Our eyes could reveal more about our health than we realize. Google, in collaboration with its health-tech subsidiary Verily, has developed an AI algorithm to assess an individual’s risk of heart disease just by examining their retinas.

The rear interior wall of the eye, known as the fundus, contains blood vessels that reflect the body’s overall health. Unlike blood vessels throughout the rest of the human body that are hidden underneath skin and other tissues, this group of blood vessels are directly visible through the pupil.

By peering into the human eye, the algorithm could identify tell-tale signs of heart-health risks. For example, if the blood vessels were constricting from hypertension, or were clotted with cholesterol.

The deep-learning models were trained from data on 284,335 patients to predict which individuals were at high risk of suffering from a cardiovascular event, like a heart attack or stroke. The system was able to identify and analyze a patient’s age, blood pressure, whether they smoked and other data points from the retinal images to help assess risk level. It also generated a graphical representation of the data that showed which pixels in the retina images were the most important for predicting a specific risk factor. For example, the algorithm focused on how the blood vessels looked when making predictions about a patient’s blood pressure.

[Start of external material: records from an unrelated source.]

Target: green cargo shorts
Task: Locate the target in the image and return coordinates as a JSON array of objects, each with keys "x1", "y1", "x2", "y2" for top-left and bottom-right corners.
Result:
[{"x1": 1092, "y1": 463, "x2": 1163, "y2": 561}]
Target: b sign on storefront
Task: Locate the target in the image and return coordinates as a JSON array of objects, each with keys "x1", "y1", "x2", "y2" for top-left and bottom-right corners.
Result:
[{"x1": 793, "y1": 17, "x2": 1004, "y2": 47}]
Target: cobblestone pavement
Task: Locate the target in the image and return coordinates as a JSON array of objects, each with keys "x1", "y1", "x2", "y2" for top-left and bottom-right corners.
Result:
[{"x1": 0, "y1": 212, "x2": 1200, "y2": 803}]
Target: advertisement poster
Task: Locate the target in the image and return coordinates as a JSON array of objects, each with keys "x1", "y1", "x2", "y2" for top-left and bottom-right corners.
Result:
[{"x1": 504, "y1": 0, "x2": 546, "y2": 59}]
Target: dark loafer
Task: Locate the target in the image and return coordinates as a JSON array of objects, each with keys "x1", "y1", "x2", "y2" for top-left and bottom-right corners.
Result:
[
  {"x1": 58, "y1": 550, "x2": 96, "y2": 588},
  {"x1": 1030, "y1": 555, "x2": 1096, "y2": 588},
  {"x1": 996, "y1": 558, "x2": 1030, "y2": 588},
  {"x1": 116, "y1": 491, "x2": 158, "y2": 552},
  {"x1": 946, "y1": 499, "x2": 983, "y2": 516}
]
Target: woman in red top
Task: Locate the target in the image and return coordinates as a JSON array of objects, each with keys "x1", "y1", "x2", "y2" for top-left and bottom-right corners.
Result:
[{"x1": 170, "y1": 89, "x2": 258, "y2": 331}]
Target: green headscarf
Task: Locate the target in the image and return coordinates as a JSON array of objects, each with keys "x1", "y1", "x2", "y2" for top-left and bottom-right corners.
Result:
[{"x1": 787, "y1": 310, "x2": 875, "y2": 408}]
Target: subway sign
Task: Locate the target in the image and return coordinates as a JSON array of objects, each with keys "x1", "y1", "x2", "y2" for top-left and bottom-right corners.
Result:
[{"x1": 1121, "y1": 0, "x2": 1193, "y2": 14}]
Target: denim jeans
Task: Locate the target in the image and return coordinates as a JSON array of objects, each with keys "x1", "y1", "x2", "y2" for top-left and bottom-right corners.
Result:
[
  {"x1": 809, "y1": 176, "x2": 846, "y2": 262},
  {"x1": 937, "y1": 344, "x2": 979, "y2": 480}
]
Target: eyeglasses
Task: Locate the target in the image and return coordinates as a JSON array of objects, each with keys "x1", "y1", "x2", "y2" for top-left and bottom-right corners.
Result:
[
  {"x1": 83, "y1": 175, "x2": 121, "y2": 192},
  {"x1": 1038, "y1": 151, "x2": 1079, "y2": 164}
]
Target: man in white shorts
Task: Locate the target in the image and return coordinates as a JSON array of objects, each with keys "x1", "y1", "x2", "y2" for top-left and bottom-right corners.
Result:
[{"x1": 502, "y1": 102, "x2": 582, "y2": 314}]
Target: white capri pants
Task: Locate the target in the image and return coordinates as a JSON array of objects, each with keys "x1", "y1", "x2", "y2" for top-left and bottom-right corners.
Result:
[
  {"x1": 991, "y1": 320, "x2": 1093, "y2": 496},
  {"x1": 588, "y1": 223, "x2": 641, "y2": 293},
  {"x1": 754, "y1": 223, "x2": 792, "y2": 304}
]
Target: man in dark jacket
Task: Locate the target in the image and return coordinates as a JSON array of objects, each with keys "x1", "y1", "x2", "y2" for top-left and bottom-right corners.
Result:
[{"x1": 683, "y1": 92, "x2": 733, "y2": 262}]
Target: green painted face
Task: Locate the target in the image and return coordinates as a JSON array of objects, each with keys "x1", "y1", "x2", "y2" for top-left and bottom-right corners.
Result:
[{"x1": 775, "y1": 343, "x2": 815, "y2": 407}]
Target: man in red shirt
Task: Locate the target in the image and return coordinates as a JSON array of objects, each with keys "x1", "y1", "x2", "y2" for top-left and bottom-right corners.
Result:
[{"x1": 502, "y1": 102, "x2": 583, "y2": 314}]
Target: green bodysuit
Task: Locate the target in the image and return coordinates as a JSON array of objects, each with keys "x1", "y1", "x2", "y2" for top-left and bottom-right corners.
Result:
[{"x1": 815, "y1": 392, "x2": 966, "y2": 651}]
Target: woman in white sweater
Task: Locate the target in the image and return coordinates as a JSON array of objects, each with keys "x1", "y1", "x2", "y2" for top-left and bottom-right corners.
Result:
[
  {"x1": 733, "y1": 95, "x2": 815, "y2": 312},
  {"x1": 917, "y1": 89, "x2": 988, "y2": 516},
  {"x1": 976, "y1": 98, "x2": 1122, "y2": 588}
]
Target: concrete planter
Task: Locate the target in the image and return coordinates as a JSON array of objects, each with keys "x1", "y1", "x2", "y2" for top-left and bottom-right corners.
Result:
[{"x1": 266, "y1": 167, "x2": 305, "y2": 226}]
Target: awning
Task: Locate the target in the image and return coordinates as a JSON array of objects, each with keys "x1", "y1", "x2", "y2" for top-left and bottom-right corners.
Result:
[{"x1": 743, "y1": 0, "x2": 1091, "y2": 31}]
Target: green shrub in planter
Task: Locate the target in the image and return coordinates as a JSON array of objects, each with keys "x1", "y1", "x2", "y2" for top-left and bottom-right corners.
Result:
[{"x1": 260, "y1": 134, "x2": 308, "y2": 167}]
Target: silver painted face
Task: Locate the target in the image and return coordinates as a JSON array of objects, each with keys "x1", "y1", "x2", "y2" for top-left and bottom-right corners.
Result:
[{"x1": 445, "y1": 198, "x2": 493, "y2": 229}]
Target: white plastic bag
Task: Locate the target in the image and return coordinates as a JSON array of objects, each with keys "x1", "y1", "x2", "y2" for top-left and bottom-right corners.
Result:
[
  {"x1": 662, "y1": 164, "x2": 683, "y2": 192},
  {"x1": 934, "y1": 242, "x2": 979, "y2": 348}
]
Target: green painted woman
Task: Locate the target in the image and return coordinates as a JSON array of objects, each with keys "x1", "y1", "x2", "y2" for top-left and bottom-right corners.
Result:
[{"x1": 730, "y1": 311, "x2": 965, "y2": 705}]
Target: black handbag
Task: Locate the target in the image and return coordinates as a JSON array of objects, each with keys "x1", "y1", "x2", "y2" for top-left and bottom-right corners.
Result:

“Here, we show that deep learning can extract new knowledge from retinal fundus images,” wrote the study authors in Nature Biomedical Engineering. “We also show that the trained deep-learning models used anatomical features, such as the optic disc or blood vessels, to generate each prediction.”

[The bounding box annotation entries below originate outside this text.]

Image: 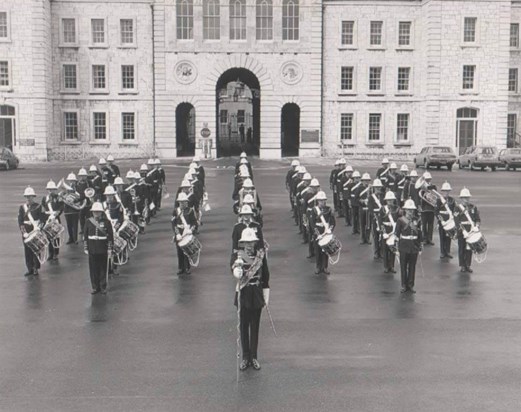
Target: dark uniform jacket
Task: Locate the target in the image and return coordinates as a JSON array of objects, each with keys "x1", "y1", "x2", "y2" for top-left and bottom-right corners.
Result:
[
  {"x1": 83, "y1": 215, "x2": 114, "y2": 255},
  {"x1": 394, "y1": 216, "x2": 422, "y2": 253}
]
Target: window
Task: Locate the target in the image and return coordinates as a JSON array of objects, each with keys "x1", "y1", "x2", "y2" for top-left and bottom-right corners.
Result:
[
  {"x1": 62, "y1": 19, "x2": 76, "y2": 44},
  {"x1": 63, "y1": 112, "x2": 78, "y2": 140},
  {"x1": 121, "y1": 65, "x2": 136, "y2": 90},
  {"x1": 230, "y1": 0, "x2": 246, "y2": 40},
  {"x1": 0, "y1": 11, "x2": 9, "y2": 40},
  {"x1": 92, "y1": 112, "x2": 107, "y2": 140},
  {"x1": 463, "y1": 17, "x2": 478, "y2": 43},
  {"x1": 463, "y1": 65, "x2": 476, "y2": 90},
  {"x1": 340, "y1": 113, "x2": 354, "y2": 140},
  {"x1": 90, "y1": 19, "x2": 105, "y2": 45},
  {"x1": 396, "y1": 113, "x2": 409, "y2": 143},
  {"x1": 92, "y1": 64, "x2": 107, "y2": 90},
  {"x1": 121, "y1": 113, "x2": 136, "y2": 140},
  {"x1": 508, "y1": 69, "x2": 518, "y2": 93},
  {"x1": 510, "y1": 23, "x2": 519, "y2": 49},
  {"x1": 63, "y1": 64, "x2": 78, "y2": 90},
  {"x1": 340, "y1": 21, "x2": 355, "y2": 46},
  {"x1": 203, "y1": 0, "x2": 221, "y2": 40},
  {"x1": 398, "y1": 67, "x2": 411, "y2": 92},
  {"x1": 398, "y1": 21, "x2": 412, "y2": 47},
  {"x1": 176, "y1": 0, "x2": 194, "y2": 40},
  {"x1": 369, "y1": 67, "x2": 382, "y2": 91},
  {"x1": 340, "y1": 66, "x2": 354, "y2": 91},
  {"x1": 282, "y1": 0, "x2": 300, "y2": 40},
  {"x1": 255, "y1": 0, "x2": 273, "y2": 40},
  {"x1": 0, "y1": 60, "x2": 11, "y2": 88},
  {"x1": 369, "y1": 21, "x2": 384, "y2": 46},
  {"x1": 119, "y1": 19, "x2": 134, "y2": 46},
  {"x1": 369, "y1": 113, "x2": 382, "y2": 142}
]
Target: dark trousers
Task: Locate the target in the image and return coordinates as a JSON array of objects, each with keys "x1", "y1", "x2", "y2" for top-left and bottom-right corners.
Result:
[
  {"x1": 400, "y1": 252, "x2": 418, "y2": 289},
  {"x1": 438, "y1": 225, "x2": 451, "y2": 256},
  {"x1": 314, "y1": 242, "x2": 329, "y2": 272},
  {"x1": 382, "y1": 241, "x2": 396, "y2": 270},
  {"x1": 352, "y1": 206, "x2": 360, "y2": 235},
  {"x1": 89, "y1": 253, "x2": 108, "y2": 291},
  {"x1": 422, "y1": 211, "x2": 434, "y2": 243},
  {"x1": 458, "y1": 234, "x2": 472, "y2": 268},
  {"x1": 241, "y1": 308, "x2": 262, "y2": 361},
  {"x1": 65, "y1": 213, "x2": 80, "y2": 242},
  {"x1": 24, "y1": 243, "x2": 40, "y2": 273},
  {"x1": 359, "y1": 207, "x2": 371, "y2": 243},
  {"x1": 177, "y1": 246, "x2": 190, "y2": 272},
  {"x1": 343, "y1": 199, "x2": 351, "y2": 226}
]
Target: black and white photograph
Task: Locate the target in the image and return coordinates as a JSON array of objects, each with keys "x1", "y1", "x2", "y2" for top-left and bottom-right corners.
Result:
[{"x1": 0, "y1": 0, "x2": 521, "y2": 412}]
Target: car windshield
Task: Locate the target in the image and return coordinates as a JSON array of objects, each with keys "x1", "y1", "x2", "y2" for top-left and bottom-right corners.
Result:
[{"x1": 432, "y1": 147, "x2": 452, "y2": 153}]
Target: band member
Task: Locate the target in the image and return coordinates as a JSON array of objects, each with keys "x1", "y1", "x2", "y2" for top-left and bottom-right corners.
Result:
[
  {"x1": 286, "y1": 159, "x2": 300, "y2": 210},
  {"x1": 355, "y1": 173, "x2": 371, "y2": 245},
  {"x1": 63, "y1": 173, "x2": 85, "y2": 245},
  {"x1": 454, "y1": 187, "x2": 481, "y2": 273},
  {"x1": 376, "y1": 157, "x2": 389, "y2": 187},
  {"x1": 311, "y1": 191, "x2": 336, "y2": 275},
  {"x1": 380, "y1": 191, "x2": 400, "y2": 273},
  {"x1": 436, "y1": 182, "x2": 456, "y2": 259},
  {"x1": 83, "y1": 202, "x2": 114, "y2": 295},
  {"x1": 395, "y1": 199, "x2": 422, "y2": 293},
  {"x1": 420, "y1": 172, "x2": 436, "y2": 246},
  {"x1": 18, "y1": 187, "x2": 45, "y2": 276},
  {"x1": 368, "y1": 179, "x2": 384, "y2": 259},
  {"x1": 172, "y1": 193, "x2": 197, "y2": 275},
  {"x1": 347, "y1": 170, "x2": 362, "y2": 230},
  {"x1": 42, "y1": 180, "x2": 63, "y2": 260},
  {"x1": 231, "y1": 228, "x2": 270, "y2": 371}
]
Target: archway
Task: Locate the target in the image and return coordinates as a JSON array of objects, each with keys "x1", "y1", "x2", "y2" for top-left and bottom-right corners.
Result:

The method was tested with two independent datasets of 12,026 and 999 patients, and had a 70 percent accuracy rate when determining which patients had a cardiovascular event in the past five years and who didn’t. In comparison, blood tests – which are the commonly used method of practice – have a 72 percent prediction rate.

The results validate the algorithm, and show that eye scans could be become part of regular health check-ups in the future. For now, the researchers say the technique needs to continue being tested on larger datasets.